Despite the economic challenges, Secretary Recto stated there were no plans for new taxes due to their inflationary impact in the current high-inflation environment. To meet the department’s target revenue, he said the government would pursue some tax reforms and “intensify the implementation of digitalization initiatives, strengthen enforcement efforts, improve the administration of taxes, and intensify its anti-corruption drive.”
However, on the sidelines of the World Economic Forum (WEF) in Switzerland two weeks ago, the Finance chief admitted that the “Marcos administration needs new tax measures.” This seeming change of policy comes despite preliminary figures from the DOF as of January 16 showing the government had collected ₱4.41 trillion in 2024, surpassing the ₱4.3 trillion target receipts of the Marcos administration.
One may ask: Why the sudden “change of heart?” Secretary Recto explained that new tax measures are needed mainly to offset the impact of a slower rate-cutting cycle on the government’s debt service burden. This statement suggests that the policy of no new taxes, a campaign promise of the president, may not be fulfilled after all.
In an interview with Bloomberg while attending the WEF, Recto said one of the tax measures is expected to give the government an additional ₱300 billion in revenues over the next four years, which could help cut the budget deficit and debt.
Among the priority measures of the DOF are the value-added tax (VAT) on digital service providers (DSP), the imposition of excise tax on single-use plastics (SUPs), Package 4 of the Comprehensive Tax Reform Program (CTRP), rationalization of the Mining Fiscal Regime, and reform of the Motor Vehicle Users’ Charge (MVUC). However, only the VAT on DSP was enacted into law.
Despite surpassing last year’s revenue targets, Secretary Recto now believes it’s important for the executive department to have new tax bills finally signed into law amid expectations of a slower decline in interest rates at home and abroad.
This shift in stance raises questions about the administration’s commitment to its campaign promise of no new taxes. While the need for additional revenue to service the government’s debt is understandable, it is crucial to explore alternative solutions that do not burden the already-taxed populace.
One such solution is to intensify the campaign against tax delinquents and evaders. The pursuit should include the unpaid ₱203.8 billion estate tax debt from a prominent political family. Some would say “Suntok sa buwan ito,” but the BIR should continue to go after these uncollected taxes.
I wonder if the BIR, with the DOF’s approval, will issue a demand letter to the heirs of the late President Marcos Sr. to settle the estate’s multi-billion tax liabilities. The last time a sitting BIR Commissioner announced such an initiative, she was dismissed from her position.

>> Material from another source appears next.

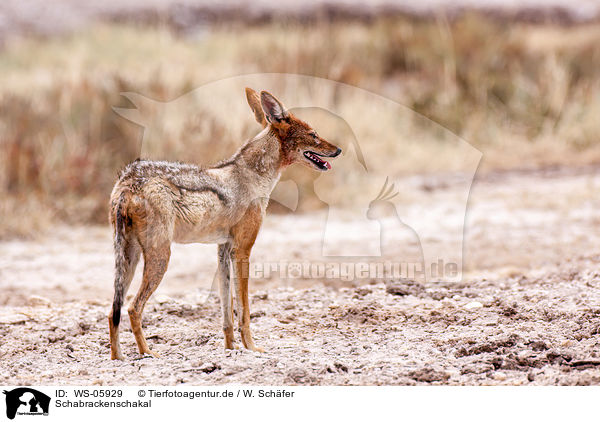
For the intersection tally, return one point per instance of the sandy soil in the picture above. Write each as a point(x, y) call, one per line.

During a TV interview, then-Commissioner Lilia Guillermo was asked about the issue. She responded by stating that she needed to first review the documents related to the tax liabilities. If the tax collection was necessary, she mentioned that she would advise the President to be a “role model” in paying taxes.
Addressing tax delinquencies and evasion should be a priority, as it not only boosts revenue but also promotes a culture of accountability and transparency.